En las fotos de Alfredo observamos a la parroquia consagrada, en efecto, al deporte de la cercanía, práctica que hermanaba a los amigos de toda la vida con quienes pasaban por allí. Algo de esa familiaridad en el trato se detecta en estas instantáneas, que por otro lado poseen la virtud de recordar, como su propio autor me avisa, aquellos bares que frecuentamos tantas veces y que hoy son sólo polvo (espero que polvo enamorado, con perdón). Bares que resisten estupendamente, como Eldorado de Portales, y otros que dejaron fértil memoria entre sus devotos, como el Blue Moon de Albia de Castro, del que no fue cliente demasiado fiel pero donde acabé atracando más de una noche: esa última copa que, en mi caso, casi nunca fue la última. Siempre había otra. Misterios logroñeses.
Otras fotos de este racimo que me administra Alfredo recuperan la memoria no menos fecunda de los garitos de la calle Mayor, donde tanto disfrutó la generación que a ambos nos siguió (somos de la quinta del 62), como queda reflejado en los semblantes de agradecido jolgorio con que fueron inmortalizados sus protagonistas. Por entonces, recuerdo que el propio Alfredo se puso a despachar tragos al otro lado de la barra, sin renunciar felizmente según compruebo a persistir en el noble arte de la fotografía urbana, vertiente dipsómana, que garantiza este material que tiene mucho de archivo documental: cómo fue el Logroño noctívago que despedía el siglo XX. Material para una exposición.
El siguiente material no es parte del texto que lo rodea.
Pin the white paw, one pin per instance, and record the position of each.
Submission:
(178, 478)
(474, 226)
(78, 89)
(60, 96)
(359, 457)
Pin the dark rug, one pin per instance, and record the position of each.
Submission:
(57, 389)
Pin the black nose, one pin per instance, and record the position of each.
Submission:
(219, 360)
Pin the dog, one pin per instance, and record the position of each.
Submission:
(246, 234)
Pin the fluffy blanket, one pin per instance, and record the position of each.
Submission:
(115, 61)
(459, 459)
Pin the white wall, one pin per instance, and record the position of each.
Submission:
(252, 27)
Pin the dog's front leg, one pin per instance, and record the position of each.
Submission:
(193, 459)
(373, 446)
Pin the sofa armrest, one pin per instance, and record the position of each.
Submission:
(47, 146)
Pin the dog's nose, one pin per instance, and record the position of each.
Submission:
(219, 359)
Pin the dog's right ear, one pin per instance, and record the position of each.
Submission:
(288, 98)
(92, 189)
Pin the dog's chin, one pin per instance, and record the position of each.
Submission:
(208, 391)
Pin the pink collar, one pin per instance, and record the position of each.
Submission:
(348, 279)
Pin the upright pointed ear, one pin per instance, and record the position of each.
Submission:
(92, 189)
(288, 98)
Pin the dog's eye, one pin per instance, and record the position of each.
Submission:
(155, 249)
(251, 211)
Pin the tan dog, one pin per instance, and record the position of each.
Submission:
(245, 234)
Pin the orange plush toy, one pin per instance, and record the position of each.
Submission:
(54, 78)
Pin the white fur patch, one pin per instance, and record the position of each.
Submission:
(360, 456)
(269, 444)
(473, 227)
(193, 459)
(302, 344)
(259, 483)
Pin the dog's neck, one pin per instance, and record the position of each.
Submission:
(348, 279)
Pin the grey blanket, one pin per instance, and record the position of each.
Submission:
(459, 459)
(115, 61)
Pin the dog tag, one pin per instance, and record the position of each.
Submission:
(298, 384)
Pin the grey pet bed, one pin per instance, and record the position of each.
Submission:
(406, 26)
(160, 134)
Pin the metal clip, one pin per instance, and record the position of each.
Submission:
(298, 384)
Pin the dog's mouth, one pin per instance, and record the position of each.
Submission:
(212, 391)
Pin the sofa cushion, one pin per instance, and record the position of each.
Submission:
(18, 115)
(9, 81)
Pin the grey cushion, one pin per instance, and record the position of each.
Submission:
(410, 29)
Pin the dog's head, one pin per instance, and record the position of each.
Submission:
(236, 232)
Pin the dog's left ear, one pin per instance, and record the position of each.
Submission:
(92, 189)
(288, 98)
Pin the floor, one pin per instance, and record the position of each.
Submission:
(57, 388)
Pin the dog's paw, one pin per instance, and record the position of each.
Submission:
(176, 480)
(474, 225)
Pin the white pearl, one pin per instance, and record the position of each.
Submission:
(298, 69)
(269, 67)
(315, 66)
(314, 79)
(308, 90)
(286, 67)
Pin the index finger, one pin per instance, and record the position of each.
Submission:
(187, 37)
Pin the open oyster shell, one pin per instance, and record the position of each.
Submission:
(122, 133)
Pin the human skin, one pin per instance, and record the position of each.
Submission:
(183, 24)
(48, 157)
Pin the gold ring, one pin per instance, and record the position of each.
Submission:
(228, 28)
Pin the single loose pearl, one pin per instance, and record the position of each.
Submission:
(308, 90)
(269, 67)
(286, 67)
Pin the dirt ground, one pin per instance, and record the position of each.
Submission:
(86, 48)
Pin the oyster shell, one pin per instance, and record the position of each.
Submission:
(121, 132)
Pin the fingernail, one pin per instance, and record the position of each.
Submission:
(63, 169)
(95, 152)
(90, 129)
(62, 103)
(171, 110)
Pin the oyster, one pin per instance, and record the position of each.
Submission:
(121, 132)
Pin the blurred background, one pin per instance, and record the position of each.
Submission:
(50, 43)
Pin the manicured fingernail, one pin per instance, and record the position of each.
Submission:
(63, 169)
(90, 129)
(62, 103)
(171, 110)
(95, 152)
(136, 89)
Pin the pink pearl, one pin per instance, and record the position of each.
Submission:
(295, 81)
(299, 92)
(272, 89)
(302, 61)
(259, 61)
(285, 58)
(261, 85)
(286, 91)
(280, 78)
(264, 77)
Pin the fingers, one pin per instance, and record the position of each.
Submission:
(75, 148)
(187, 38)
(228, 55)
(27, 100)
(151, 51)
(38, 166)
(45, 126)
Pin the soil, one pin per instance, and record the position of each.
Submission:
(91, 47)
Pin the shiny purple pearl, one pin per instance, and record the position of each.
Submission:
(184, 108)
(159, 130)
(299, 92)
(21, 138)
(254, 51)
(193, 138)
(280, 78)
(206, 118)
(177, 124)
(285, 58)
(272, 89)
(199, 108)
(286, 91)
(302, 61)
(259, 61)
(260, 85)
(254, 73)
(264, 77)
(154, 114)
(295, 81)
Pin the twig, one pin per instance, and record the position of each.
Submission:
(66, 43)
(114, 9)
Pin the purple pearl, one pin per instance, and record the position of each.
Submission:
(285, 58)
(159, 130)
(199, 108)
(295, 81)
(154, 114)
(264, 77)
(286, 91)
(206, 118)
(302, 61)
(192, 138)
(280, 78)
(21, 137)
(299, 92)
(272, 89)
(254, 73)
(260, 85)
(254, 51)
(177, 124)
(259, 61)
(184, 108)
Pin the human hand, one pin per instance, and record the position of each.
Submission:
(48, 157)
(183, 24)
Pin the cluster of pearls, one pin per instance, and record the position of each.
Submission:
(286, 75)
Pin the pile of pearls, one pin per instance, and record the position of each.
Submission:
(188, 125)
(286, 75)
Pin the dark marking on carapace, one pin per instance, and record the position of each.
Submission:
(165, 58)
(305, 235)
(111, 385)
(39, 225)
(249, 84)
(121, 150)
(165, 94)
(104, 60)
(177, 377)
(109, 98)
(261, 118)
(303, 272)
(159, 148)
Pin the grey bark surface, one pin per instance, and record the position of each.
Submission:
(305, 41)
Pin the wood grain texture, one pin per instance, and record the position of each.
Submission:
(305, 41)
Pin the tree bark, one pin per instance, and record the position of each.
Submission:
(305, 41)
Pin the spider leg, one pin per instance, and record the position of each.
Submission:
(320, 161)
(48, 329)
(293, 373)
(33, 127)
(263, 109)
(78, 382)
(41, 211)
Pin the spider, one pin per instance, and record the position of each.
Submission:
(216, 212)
La foto que preside estas línea sirve para el mismo propósito: un objetivo documental pero también comparativo. El camarero del viejo Ibiza, como contraste con el bar actual y con sus herederos. Aquel Ibiza también desapareció pero al menos tuvo suerte: engendró el germen de su posterior resurrección, de la que ahora disfrutamos. Mejor dicho, la que esperamos disfrutar cuando superemos la cuarentena. Buen parte de los bares retratados por Alfredo no dispusieron de una segunda oportunidad. Perecieron, víctimas de las raras modas que una vez te encumbran y poco después te olvidan. Pero también, a su manera, han tenido suerte. El agudo ojo del fotógrafo pasó una vez por allí y dejó para la posteridad estas imágenes que sirven para abrillantar su memoria y para atestiguar que la vida fluyó por sus venas. Y para concluir que celebrar la dicha de sentirnos vivos proporcionó un argumento inigualable al entretenimiento que aguarda cuando liberemos los rigores del confinamiento, aparquemos los razonables temores y disolvamos las angustias como era costumbre: entre tragos y bocados. Confiando en que Alfredo Iglesias o sus sucesores también nos retraten con el mismo talento.
P. D. La reanudación, a ritmo todavía muy lento, de la actividad económica alcanza también a los bares durante estos días en que se levanta el veto al confinamiento más estricto. Regresar a las rutinas cuando se lleva tantas semanas con el grifo cortado es más fácil de decir que de ejecutar. Natural por lo tanto que afloren las dudas en tantos y tantos bares, donde prima la incertidumbre y se procura una respuesta común al despertar de la crisis, para no ir demasiado lejos cuando se reabra la puerta ni quedarse demasiado atrás y se añada en consecuencia otra dosis de agonía a un sector que sale maltrecho del combate con el virus.